Hacker News new | ask | show | jobs
by tdedecko 5995 days ago
Can you provide more information about how the sampling was done and how you categorized the articles?
2 comments

The graph also needs better labelling. For eg. What is X-Axis? is that snapshots over time?
The x axis is the rank number of the posting divided by 1000, so that's a constant sampling interval in blocks of 1,000 but more compressed in time towards the right because of the higher posting frequency.
It would make more sense to use a constant time x-axis. Also, how did you do the article labeling/clustering?
It wouldn't make much difference actually, apart from greatly complicating the matching up of the Y axis.

The bigger issue is the fact that this is just everything that is posted and not flagged, so it is if you wish a view of the 'new' page, it has nothing to do with the 'home' page, I'll try to address that tomorrow.

As for the labelling and clustering, that was based on keywords in the title from a fair sized sample, and from the urls the links pointed to.

What I am specifically searching for is larger trends, smaller trends would be very difficult to catch using this method.

I'm actually quite surprised how even the graphs come out over the longer term, I would have expected more variation in the submissions.

So if there is a problem at this point in time I would conclude that the problem is not in the submissions, they seem to have roughly the same subjects over the long term as they did in the beginning, with the exception of a shift of focus away from 'startups' in the first year or so of operation.

I think that has to do with an influx of programmers / people interested in technology in general whereas originally most of the people on news.yc were active in the startup scene.

they seem to have roughly the same subjects over the long term as they did in the beginning

That's been my impression for a long time. Do your techniques allow you to measure the trend of people complaining about the site deteriorating? Because that's been going on for a long time too, and in approximately the same way (though possibly in cycles).

I think that has to do with an influx of programmers / people interested in technology in general whereas originally most of the people on news.yc were active in the startup scene.

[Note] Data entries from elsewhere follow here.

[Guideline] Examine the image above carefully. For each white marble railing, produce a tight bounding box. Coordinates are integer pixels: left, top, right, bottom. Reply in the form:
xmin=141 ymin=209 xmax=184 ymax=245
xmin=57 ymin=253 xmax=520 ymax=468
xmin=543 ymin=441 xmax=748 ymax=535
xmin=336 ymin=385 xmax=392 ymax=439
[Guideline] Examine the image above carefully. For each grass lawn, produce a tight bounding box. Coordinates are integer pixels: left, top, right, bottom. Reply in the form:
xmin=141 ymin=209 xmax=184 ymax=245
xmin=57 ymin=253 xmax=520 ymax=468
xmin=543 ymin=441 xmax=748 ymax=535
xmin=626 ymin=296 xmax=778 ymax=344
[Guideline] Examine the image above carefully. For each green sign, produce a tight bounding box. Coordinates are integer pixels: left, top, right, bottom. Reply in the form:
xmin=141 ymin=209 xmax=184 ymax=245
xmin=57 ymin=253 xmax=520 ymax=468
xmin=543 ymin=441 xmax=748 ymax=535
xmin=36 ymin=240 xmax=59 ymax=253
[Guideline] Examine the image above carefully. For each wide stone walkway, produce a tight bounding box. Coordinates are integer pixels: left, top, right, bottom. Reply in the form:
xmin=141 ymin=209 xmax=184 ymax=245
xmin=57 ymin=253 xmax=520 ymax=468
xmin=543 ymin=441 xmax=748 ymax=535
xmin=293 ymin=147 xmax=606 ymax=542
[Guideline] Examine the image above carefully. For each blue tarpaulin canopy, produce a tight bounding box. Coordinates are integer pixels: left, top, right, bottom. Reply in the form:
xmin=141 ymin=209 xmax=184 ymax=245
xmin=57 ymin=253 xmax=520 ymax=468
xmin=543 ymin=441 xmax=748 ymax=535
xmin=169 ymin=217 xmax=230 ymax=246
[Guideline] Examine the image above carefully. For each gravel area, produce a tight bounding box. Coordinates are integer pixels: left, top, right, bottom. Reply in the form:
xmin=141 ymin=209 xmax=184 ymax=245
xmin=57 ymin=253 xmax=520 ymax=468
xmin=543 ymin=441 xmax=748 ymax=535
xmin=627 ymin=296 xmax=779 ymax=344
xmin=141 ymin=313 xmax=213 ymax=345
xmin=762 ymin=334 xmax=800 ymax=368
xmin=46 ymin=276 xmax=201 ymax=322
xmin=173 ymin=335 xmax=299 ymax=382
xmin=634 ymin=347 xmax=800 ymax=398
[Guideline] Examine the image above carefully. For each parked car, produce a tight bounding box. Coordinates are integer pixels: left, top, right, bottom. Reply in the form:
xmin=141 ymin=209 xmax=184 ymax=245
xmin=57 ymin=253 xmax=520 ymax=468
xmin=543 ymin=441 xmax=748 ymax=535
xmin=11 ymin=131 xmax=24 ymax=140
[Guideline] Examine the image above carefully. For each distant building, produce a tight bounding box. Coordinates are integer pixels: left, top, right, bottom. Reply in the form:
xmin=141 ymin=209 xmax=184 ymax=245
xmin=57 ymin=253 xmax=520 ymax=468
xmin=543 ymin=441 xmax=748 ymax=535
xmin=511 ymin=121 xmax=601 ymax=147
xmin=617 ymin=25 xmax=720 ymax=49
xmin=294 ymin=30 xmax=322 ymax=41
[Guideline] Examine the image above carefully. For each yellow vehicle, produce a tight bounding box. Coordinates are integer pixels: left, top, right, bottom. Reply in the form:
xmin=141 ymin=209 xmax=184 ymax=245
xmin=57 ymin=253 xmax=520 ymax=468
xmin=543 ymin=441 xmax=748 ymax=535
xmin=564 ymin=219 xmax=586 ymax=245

Pretty clearly that is because the site was originally named Startup News and had a relatively narrow scope, then was renamed to Hacker News as part of explicitly broadening the scope.

> Do your techniques allow you to measure the trend of people complaining about the site deteriorating?

No, especially not because plenty of those get flagged and die.

I'm pretty sure the number on the x-axis is the amount of weeks past the founding of HN.
Eventually I'll release the whole dataset.